AMDGPU: Fix not counting shader input registers
AbandonedPublic

Authored by arsenm on May 3 2016, 4:58 PM.

Details

Summary

The user specified shader inputs were not counting towards
the total user SGPR count, so it was possible to request
more than are possible, as well as report fewer registers
than really used.

Diff Detail

Event Timeline

arsenm updated this revision to Diff 56081.May 3 2016, 4:58 PM
arsenm retitled this revision from to AMDGPU: Fix not counting shader input registers.
arsenm updated this object.
arsenm added a subscriber: llvm-commits.
arsenm updated this revision to Diff 56085.May 3 2016, 6:14 PM

Make sure total register usage is at least the number of inputs

nhaehnle edited edge metadata.May 5 2016, 10:37 AM

I'm not sure I understand the design of addArgUserReg. Is the CurReg parameter supposed to be correct or not? If yes, why is there a separate return value? If not, why is it there in the first place? It also seems like the alignment of SGPRs could just be done by a numerical rounding up instead of a loop.

arsenm added a comment.May 5 2016, 3:17 PM

I'm not sure I understand the design of addArgUserReg. Is the CurReg parameter supposed to be correct or not? If yes, why is there a separate return value? If not, why is it there in the first place? It also seems like the alignment of SGPRs could just be done by a numerical rounding up instead of a loop.

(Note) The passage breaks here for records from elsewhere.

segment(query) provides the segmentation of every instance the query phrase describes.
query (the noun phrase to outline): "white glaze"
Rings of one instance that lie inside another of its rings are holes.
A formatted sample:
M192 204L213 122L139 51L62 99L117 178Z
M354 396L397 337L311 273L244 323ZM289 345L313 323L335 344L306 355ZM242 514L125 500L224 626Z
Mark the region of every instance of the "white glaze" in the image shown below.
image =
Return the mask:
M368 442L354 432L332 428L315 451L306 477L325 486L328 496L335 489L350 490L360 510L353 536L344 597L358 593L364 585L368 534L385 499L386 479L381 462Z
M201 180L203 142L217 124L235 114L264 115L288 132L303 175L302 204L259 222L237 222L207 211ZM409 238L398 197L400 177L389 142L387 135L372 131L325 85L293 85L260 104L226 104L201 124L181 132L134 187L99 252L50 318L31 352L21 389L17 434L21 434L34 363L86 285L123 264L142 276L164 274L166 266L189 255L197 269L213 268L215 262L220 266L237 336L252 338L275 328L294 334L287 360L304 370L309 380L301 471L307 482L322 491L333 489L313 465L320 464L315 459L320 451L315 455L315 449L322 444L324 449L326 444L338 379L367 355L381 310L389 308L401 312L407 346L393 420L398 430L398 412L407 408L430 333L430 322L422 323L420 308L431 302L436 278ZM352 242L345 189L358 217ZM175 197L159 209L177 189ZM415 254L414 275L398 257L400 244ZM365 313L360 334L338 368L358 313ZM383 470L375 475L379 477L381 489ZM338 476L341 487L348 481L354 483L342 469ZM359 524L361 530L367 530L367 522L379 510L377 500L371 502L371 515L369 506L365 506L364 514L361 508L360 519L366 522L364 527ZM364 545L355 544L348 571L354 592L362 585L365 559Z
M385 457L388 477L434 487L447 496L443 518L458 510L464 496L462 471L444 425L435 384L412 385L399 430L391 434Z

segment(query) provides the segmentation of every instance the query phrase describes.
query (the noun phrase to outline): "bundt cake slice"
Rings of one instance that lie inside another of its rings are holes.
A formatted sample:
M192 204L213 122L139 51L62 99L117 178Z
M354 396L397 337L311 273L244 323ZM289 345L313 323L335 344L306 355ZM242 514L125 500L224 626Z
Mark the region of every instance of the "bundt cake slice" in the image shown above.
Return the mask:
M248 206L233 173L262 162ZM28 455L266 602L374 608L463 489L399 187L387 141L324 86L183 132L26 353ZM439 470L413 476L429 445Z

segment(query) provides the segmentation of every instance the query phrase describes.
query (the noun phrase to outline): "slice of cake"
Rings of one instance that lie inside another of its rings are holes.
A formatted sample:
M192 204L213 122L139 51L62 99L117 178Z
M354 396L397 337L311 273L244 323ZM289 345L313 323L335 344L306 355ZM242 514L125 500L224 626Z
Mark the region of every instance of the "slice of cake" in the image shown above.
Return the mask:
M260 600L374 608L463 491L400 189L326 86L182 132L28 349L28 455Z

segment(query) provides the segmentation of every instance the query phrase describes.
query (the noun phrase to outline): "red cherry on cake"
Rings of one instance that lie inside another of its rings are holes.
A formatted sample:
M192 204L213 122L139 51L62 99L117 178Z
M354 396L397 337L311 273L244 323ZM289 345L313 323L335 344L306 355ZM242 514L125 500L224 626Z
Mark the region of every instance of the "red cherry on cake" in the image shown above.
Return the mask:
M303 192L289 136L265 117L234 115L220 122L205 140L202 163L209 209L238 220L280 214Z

It's supposed to be ensuring the number of used registers is consistent with the reported register by the generated calling convention (there was supposed to be an assert in here). I was trying to avoid assumptions based on the value of the register enums. It's kind of gross, but I'm not sure of a better way to express the connection between the two separate ways the calling convention registers are tracked

mareko edited edge metadata.May 6 2016, 2:59 AM

s/UserSGPR/InputSGPR/
s/UserReg/InputReg/

The LLVM backend can't deduce the number of user SGPRs, because Mesa doesn't supply that information. LLVM only receives the list of all input SGPRs. Some of them come from USER DATA, others are preloaded by the hardware based on other states, etc.

arsenm added a comment.May 6 2016, 6:08 PM

I found a problem with the generated input registers. If you have a case like
(<3 x i32> inreg, i64 inreg, i32 inreg), it correctly selects s0, s1, s2 for the vector, s[4:5] for the i64, and the final i32 picks the s3 in the alignment gap between the vector and i64. I'm guessing that changing the order this way will break something

nhaehnle resigned from this revision.Feb 21 2018, 8:42 AM
arsenm abandoned this revision.Apr 5 2020, 7:39 AM